No problem yet. Where you run into problems: if you can also access the same product page using www.yourdomain.com/subcategory/product.html or www.yourdomain.com/product.html. This becomes a much bigger problem when the CMS itself actually uses the different variants of the URL and therefore exposes them to search engine crawlers.
In similar fashion, you might be able to access a page using www.yourdomain.com/category/subcategory/product.html, and www.yourdomain.com/category/subcategory/product.html?id=12343. Once again, this becomes a big issue when the CMS actually uses varying versions of the URL itself and makes them visible to crawlers.
Session IDs represent an old form of this problem, but you still see it from time to time. A Session ID is a parameter appended to the end of a URL by the CMS on a user by user basis. In other words, every visitor to the site gets their own unique session ID.

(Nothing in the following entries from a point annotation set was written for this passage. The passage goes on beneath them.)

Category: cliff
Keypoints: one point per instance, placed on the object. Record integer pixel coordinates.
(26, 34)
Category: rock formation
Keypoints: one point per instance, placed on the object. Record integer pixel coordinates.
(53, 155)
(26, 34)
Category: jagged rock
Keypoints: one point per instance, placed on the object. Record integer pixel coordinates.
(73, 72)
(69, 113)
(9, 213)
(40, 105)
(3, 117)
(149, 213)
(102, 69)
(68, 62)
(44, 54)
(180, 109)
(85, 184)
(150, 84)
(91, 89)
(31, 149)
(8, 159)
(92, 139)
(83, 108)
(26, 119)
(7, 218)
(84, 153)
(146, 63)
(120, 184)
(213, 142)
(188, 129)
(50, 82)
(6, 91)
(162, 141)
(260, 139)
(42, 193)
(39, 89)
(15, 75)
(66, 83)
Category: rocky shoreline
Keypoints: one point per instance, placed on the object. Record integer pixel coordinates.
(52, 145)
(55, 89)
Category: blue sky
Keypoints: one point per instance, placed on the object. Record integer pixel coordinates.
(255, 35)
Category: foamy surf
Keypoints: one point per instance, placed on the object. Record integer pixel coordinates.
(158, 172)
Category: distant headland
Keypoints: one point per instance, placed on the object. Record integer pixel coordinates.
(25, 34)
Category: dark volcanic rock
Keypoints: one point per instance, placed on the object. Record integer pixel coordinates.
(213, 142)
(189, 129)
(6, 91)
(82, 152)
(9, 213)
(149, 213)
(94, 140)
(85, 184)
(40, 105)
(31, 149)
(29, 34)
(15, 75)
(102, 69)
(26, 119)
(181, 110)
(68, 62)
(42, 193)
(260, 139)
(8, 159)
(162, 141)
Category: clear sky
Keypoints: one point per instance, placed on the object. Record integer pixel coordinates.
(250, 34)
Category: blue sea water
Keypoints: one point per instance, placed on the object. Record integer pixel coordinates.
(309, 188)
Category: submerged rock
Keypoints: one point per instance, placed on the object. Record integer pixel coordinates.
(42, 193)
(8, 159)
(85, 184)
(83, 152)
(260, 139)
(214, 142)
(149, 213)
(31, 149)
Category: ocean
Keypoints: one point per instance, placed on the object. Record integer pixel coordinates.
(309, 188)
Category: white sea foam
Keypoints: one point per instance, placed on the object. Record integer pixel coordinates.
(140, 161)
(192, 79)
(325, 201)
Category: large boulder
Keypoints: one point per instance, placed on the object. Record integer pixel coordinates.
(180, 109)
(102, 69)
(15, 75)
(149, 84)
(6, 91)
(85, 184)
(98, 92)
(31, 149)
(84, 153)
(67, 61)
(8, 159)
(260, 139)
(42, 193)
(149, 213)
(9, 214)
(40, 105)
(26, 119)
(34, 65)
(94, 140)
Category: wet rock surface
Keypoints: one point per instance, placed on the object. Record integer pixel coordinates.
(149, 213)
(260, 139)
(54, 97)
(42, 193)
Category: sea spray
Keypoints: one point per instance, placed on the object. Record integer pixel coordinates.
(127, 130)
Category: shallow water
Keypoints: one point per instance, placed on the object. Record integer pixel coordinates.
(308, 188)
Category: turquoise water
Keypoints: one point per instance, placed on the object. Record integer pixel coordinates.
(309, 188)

Older CMS systems used to use this for tracking each visitor's visit. This is extremely helpful if a user has made several selections on the site already, for example, and entered a zip code. The system wants to ensure it remembers that data as the user surfs around the site.
However, it produces a deadly form of duplicate content, because the search engine sees a different set of URLs for the site for every single visit that person makes.
Date and category archiving of content on a blog, such as WordPress, can create lots of duplicate content pages. The most extreme cases of this are when you have a category or date archive (e.g. July 2007) with only one article in it. As a result, that page ends up being an exact duplicate of the permalink page for the post itself.
However, even a category with five posts in it isn't adding any new content value to the site. After all, the entire content on the page of that category is content found across other pages of the site.
The devil is in the details here. The way to resolve these issues depends on the particular CMS. Sometimes you can configure the CMS itself to eliminate some of these problems.
Other times, you need to use your robots.txt file to tell the search engines you don't want them to crawl the pages in question.
For example, if you don't want the search engines to crawl your date based archive pages, you have to specify that group of pages in your robots.txt file using the disallow command. This is definitely a task for a programmer, and you want to make sure this is done absolutely correctly, as making a mistake in your robots.txt file has the potential to be disastrous.
If you are trying to clean up some of the duplicate content problems inherent in WordPress, you can use Joost de Valk's Meta Robots WordPress plugin. This greatly simplifies and speeds the clean up of the duplicate content created by WordPress.
Ultimately, you need to understand the exact nature of the problem on your site, and devise a strategy for coping with it. It's not easy to do, but the benefits it brings to your search engine strategy are well worth the trouble.